Justificativas das escolhas:

  1. Melhorar do joelho vai ser um mistério. Voltar a correr bem também. Vamos ver o que acontece. Se tudo der errado, tenho as guias para a cirurgia. Enquanto ele não doer e não atrapalhar meu cotidiano, seguimos assim.
  2. Em 2015, treinei muito mais do que participei de provas. Em 2016, quero fazer isso ainda mais. Focar em provas específicas e nos treinos. Muito treino. Foi a parte que mais gostei de fazer em 2015. Deu resultado. E mesmo quando não deu, sabia que estava no caminho certo.
  3. Este objetivo parte de algo que desde 2014 tento fazer. Lá em 2014, depois que treinei mais a sério e antes de machucar, as corridas foram abaixo de 5 min/km. Em 2015, 9 das 12 provas foram assim. Só três foram acima, todas com seus motivos. As que fui para correr mesmo, saiu. Então, este é o foco de 2016. E o que vale é a distância oficial da prova. Exemplo: se na meia o GPS marcar 21.400 metros e eu fizer 1h46, o ritmo será menor que 5 min/km. O que vale, no entanto, é a distância da meia (21.097,5) e não a do GPS.
  4. Este é um complemento do listado acima. Se fizer uma maratona (o que é bem improvável), vou tentar correr em menos de 3h30. Seria um dos objetivos mais difíceis. Ainda bem que está no condicional. Depende de treinos, joelhos e vontades.
  5. Fiz meu recorde nos 10 km no distante ano de 2013. Aquele 45:46 nunca mais foi repetido. Para este ano, quero apenas o recorde. Se for sub 45, melhor. O começo do ano não é nada animador, mas tenho até dezembro para tentar.
  6. A última meta que falei no podcast é um recorde possível, mas nada fácil. Os treinos precisam estar em dia e o dia da prova ser o dia. Aquele 1:38:43 talvez nunca mais aconteça. Melhorar então, é um mistério. Fazer 1h37 é um exagero. Se sair sub 1h38 ficarei bem feliz.

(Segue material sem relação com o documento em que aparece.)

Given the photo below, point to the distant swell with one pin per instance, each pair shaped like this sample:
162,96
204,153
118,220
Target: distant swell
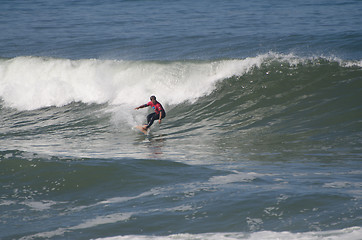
29,83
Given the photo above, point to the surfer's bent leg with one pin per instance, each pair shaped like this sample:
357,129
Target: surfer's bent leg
151,118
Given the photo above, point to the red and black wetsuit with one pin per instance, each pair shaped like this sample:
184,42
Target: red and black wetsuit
156,115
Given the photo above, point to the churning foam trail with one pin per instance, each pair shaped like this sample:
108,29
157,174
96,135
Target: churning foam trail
353,233
28,83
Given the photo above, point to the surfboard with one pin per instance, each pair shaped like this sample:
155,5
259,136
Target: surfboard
141,129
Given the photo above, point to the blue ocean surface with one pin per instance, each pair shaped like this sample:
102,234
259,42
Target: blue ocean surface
262,138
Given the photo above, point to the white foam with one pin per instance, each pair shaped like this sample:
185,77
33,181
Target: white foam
234,178
353,233
28,83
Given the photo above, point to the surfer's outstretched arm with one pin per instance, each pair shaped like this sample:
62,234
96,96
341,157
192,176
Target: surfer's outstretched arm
142,106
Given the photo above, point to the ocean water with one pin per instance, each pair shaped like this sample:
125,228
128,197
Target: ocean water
263,134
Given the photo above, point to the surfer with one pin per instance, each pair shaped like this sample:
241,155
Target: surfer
158,114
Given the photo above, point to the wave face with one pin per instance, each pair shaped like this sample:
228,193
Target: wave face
29,83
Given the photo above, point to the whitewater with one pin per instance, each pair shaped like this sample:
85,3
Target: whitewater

Outras metas não citadas no podcast:

  1. Melhorar (ainda mais) a alimentação
  2. Manter o peso e as medidas atuais (ou diminuir, mas não muito)
  3. Estudar para concursos com mais afinco

Justificativas:

  1. Em 2015, mudei a alimentação. Tentei tirar o máximo possível de industrializados e optar mais por comida de verdade. Nada radical. Como porcarias às vezes, mas diminuí muito. A vida desse jeito é muito mais linda. Funcionou para mim. O foco este ano é tentar comer menos, só até ficar saciado. Mesmo nas saladas, verduras e legumes acabo exagerando e comendo mais do que o necessário. Vou tentar controlar essa parte. Diminuir os doces e o chocolate está na lista. Este ano, já se foram 4 dias e ainda estou só com comida de verdade.
  2. O peso e as medidas atuais foram conquistados com base na alimentação acima. De 85 kg para 75/76 kg e de calça 46 para 42 em alguns casos. Tentarei seguir assim.
  3. Não tem a ver com corrida, mas tem. Afinal, a disciplina que tenho para treinar e correr durante 1h ou 1h30, cinco ou seis vezes por semana, preciso ter para estudar. Só que para estudar são muito mais horas por dia, mais cansativo. Até por isso, preciso estudar mais. Do contrário, não há chance alguma de aprovação.